Julián Aguilar García

Anegados

Uno de los problemas de nuestra tierra es que nos pirramos por los fuegos de artificio, por lo superfluo espectacular, incluso por el esfuerzo intenso pero breve, y nos produce erisipela el trabajo constante

03 de febrero 2022 - 08:44

Durante una época de mi vida una vez al año iba por razones profesionales a distintas ciudades de la India, fundamentalmente Delhi, Mumbai (de soltera, Bombay), Vadodara (o Badora) y Chennai (a la que los británicos llamaban Madras). Por la forma en que esos viajes se planificaban, en más de una ocasión mi estancia en la India coincidía con plena época del monzón y asistía al espectáculo casi sobrecogedor de la naturaleza desatada en forma de lluvia torrencial e incesante. Con consecuencias benéficas para el restablecimiento de reservas de agua, para la agricultura, para limpiar la atmósfera muy contaminada. Y las maléficas (que no es sólo una creación de Disney) de inundaciones, calles convertidas en arroyos, vuelos cancelados y todo lo que lógicamente quepa imaginar.

Recuerdo que en Chennai, cada vez que íbamos a pasar por debajo de un puente, la persona que me llevaba en coche desde el hotel al lugar en que íbamos a trabajar, paraba el vehículo y, andando (empapándose mientras, por supuesto), se aseguraba de que el charco formado bajo el puente no nos impedía el paso, no nos iba a dejar atrapados o, peor, no era tan profundo como para que el agua pudiera llegar a entrar con profusión en el interior del habitáculo comprometiendo incluso nuestra seguridad. O sí. Y yo pensaba, ingenuamente, o acaso por un condicionante eurocéntrico y complejo de superioridad caucásico, heteropatriarcal y neocolonial, seguro, que esa falta de infraestructuras adecuadas y, sobre todo, de deficiente mantenimiento de las que sí existían, se podía dar en la India, pero nunca, o al menos ya no, en nuestra tierra de María Santísima, la California del Sur de Europa. Que las riadas en Andalucía que yo recordaba de mi infancia y juventud eran cosa superada, propia de una época en que, según nos explican ahora, aún éramos franquistas sin saberlo pese a que los padres de quienes nos lo dicen estaban en el Parlamento.
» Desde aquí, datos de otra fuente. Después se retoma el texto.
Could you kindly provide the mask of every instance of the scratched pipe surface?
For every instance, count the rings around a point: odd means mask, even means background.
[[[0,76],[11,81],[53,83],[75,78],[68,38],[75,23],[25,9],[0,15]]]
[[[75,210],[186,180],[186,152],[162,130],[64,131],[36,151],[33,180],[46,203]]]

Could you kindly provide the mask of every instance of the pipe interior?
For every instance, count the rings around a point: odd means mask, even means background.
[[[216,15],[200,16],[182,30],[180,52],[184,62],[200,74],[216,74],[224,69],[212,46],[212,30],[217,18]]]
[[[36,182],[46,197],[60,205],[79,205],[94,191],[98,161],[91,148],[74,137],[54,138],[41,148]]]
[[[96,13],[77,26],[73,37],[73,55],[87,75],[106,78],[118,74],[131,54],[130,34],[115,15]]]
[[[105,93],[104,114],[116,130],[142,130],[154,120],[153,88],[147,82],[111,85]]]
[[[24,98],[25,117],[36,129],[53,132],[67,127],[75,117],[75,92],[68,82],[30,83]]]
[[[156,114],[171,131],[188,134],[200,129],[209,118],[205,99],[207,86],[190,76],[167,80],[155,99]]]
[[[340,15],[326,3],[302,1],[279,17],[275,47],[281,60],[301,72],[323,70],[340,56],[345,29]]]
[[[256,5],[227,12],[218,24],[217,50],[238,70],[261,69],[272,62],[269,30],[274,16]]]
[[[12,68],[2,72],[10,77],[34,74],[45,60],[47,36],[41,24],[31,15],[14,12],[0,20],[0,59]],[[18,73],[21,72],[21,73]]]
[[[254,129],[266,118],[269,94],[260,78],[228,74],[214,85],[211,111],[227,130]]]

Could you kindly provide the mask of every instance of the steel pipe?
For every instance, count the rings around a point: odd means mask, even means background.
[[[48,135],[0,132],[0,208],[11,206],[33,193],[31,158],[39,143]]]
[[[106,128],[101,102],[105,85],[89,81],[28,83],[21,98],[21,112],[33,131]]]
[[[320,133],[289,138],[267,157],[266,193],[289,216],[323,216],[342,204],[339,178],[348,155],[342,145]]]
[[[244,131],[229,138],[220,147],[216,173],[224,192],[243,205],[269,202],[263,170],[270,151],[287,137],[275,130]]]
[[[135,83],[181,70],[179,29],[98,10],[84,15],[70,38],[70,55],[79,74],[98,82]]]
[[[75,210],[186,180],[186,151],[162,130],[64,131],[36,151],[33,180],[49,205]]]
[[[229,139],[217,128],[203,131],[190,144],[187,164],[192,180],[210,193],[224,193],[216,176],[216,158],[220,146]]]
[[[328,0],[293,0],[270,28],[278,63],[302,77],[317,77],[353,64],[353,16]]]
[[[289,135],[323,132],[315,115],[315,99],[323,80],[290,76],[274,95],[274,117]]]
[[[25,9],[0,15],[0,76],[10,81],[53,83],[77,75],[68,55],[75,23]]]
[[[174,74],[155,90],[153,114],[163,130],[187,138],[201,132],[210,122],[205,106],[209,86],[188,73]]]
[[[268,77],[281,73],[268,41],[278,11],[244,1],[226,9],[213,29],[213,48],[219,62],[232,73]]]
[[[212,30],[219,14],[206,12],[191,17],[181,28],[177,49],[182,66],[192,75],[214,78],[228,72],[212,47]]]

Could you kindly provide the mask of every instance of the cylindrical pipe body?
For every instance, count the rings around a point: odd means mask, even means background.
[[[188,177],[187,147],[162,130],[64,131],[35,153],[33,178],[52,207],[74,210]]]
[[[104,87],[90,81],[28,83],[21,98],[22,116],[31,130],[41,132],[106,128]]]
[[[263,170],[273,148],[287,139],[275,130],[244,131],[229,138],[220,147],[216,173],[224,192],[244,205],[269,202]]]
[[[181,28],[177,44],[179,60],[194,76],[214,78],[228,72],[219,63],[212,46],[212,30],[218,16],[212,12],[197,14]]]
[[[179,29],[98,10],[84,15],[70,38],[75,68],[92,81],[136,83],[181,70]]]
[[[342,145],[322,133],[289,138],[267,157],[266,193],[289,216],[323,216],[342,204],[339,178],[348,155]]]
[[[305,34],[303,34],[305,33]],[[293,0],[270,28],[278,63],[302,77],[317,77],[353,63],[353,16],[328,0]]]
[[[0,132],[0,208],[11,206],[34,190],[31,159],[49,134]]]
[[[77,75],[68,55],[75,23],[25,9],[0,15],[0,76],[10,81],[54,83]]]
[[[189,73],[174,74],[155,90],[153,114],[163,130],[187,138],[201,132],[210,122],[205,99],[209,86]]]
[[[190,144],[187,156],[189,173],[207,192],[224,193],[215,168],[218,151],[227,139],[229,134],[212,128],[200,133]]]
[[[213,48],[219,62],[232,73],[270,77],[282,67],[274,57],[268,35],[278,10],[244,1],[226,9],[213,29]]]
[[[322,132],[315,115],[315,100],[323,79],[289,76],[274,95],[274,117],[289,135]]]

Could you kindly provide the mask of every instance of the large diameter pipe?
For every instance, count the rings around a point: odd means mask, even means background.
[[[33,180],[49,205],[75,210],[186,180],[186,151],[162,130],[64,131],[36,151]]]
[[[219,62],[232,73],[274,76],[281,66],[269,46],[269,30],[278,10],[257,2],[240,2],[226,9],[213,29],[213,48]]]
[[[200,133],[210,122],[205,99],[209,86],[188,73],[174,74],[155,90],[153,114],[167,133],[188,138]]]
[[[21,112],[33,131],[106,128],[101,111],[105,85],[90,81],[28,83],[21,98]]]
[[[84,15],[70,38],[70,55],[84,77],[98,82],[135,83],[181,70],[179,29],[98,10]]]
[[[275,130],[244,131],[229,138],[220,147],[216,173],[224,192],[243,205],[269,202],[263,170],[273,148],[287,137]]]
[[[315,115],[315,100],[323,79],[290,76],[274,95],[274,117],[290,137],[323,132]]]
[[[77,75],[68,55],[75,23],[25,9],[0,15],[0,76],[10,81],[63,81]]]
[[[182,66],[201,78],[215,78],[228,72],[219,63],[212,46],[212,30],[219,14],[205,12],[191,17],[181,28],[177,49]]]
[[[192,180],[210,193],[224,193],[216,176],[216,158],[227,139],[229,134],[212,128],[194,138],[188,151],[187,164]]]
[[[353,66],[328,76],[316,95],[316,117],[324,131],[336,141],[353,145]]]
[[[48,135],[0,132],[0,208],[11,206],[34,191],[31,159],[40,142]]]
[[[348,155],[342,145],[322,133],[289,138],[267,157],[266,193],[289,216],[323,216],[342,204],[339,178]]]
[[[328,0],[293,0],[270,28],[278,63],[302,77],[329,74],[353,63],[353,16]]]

Cuando escribo estas líneas tenemos anegados -alagados, que dicen en pallaresino, el idioma del cincuenta y uno por ciento de mi sociedad conyugal- pasos subterráneos por acumulación de aguas. Cruces de calles en que el agua forma olas. Tapas de alcantarilla saltando por los aires. ¡Cielos! (con perdón). ¿No era algo propio del países del Tercer Mundo, que ahora llamamos emergentes con lo cual sus habitantes ya viven mucho mejor, qué duda cabe?

Sí, ya sé, no podemos pedirles a nuestros dirigentes que organicen los recursos para luchar contra los elementos, porque desde los tiempos de Túbal, pasando por Felipe II y llegando hasta hoy, siempre hay una excusa para la mala gestión, la imprevisión y la corrupción. Sí, ya sé, estamos inmersos en un cataclísmico cambio climático y bla, bla, bla.

Pero uno de los problemas de nuestra tierra es que nos pirramos por los fuegos de artificio, por lo superfluo espectacular, incluso por el esfuerzo intenso pero breve, y nos produce erisipela el trabajo constante que no luzca en el escaparate. Y, claro, cuando llueve nos ahogamos.